An additional minimum tax (AMT) to which the controlling parent company of a multinational or national group located in the territory of Italy is subject if, in a given fiscal year, it is subject to an effective taxation lower than 15% or has held, at any time during the fiscal year, direct or indirect interests in low-tax companies located in another country or stateless entities.
A supplementary minimum tax to which all companies located in the territory of Italy, excluding investment entities, are jointly and severally subject if the controlling parent company is located in a third country that does not apply an equivalent additional minimum tax or is an excluded entity.
The regulations incorporate all the provisions concerning the calculation of relevant income and effective taxation to be taken into account to assess the conditions for the application of the tax and to determine its rate.
Italy has chosen to introduce a national minimum tax, which is the only tax prudently recognised for revenue effects.
The AMT will only be due from the Italian controlling entity if foreign jurisdictions where controlled companies are located do not introduce an equivalent national minimum tax.

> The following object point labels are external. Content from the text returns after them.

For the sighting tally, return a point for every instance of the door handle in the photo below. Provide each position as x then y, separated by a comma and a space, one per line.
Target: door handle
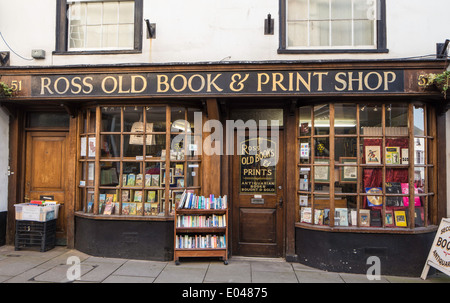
280, 202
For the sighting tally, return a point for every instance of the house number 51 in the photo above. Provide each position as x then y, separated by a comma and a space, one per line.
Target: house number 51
16, 85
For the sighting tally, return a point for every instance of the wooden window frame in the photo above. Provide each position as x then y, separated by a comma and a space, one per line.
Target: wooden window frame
61, 47
429, 197
93, 115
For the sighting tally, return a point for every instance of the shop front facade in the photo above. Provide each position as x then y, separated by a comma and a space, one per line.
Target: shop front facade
320, 161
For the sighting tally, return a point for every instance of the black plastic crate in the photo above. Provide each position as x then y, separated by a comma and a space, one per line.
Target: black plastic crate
35, 234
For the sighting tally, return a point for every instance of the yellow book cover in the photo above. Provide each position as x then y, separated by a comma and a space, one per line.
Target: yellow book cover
400, 218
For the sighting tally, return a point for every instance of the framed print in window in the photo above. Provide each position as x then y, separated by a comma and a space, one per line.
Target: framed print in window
348, 174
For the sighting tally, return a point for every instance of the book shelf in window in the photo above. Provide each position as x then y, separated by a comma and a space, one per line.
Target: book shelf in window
201, 227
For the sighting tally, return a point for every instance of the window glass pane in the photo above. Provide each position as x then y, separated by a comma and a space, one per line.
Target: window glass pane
109, 36
364, 32
126, 35
319, 33
110, 12
363, 9
370, 120
94, 13
397, 120
321, 119
319, 9
111, 119
297, 9
298, 33
345, 119
419, 123
94, 36
126, 14
156, 115
110, 146
341, 33
341, 9
131, 116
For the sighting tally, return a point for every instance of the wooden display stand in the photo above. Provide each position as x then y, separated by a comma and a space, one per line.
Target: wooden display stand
201, 231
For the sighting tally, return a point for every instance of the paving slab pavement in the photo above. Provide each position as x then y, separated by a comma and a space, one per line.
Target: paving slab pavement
55, 266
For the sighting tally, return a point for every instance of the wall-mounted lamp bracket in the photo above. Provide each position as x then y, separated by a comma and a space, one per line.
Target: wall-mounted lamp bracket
268, 25
442, 49
151, 29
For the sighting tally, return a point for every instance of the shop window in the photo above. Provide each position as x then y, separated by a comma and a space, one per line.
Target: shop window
137, 160
362, 165
330, 25
99, 26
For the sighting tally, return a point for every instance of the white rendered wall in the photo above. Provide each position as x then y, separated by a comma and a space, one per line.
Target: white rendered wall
212, 30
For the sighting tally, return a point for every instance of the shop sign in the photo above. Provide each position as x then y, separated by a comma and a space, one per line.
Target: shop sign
214, 83
258, 160
439, 256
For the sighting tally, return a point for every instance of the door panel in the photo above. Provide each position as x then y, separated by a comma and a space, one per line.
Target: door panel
45, 172
258, 196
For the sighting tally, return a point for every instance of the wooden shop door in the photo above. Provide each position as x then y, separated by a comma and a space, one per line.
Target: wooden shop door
45, 173
258, 192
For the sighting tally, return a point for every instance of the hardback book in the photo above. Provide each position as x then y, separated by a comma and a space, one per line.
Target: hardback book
131, 180
393, 188
125, 208
374, 200
375, 218
353, 218
155, 180
108, 208
179, 170
148, 180
132, 208
389, 218
326, 216
405, 156
341, 217
147, 209
90, 207
400, 218
418, 217
125, 196
318, 216
305, 215
151, 196
405, 190
303, 200
137, 196
392, 155
139, 180
372, 154
364, 217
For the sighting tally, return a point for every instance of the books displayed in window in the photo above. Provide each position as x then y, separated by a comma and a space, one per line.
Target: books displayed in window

Similarly, the supplementary minimum tax would be applicable and therefore generate revenue only under the dual condition that the country where multinational group companies are located does not introduce a qualified national minimum tax (qualified domestic minimum top-up tax) and that the country of the parent company does not apply the AMT.
The Decree replaces the old beneficial tax regime for inpatriate workers with a new inpatriate tax regime from the 2024 tax period, reducing the scope and benefits.
The regime provides for a tax exemption of 50% on income from dependent employment and similar sources, as well as income from self-employment generated in Italy by workers who transfer their tax residence to the territory of the state starting from the 2024 tax period, within the limit of €600,000, subject to certain conditions, including the high qualification of the repatriated workers.
The benefit applies in the tax period in which the transfer of tax residence to the territory of the state occurs and in the four subsequent tax periods. It is limited to Italian citizens registered in the Registry of Italians Residing Abroad and, if not named in that registry, to those who have had residence in another state under a double taxation agreement for the three-year period of stay abroad.
Workers must not have been tax residents in Italy in the three tax periods preceding the aforementioned transfer, but they must commit to being tax residents in the territory of the state for at least five years.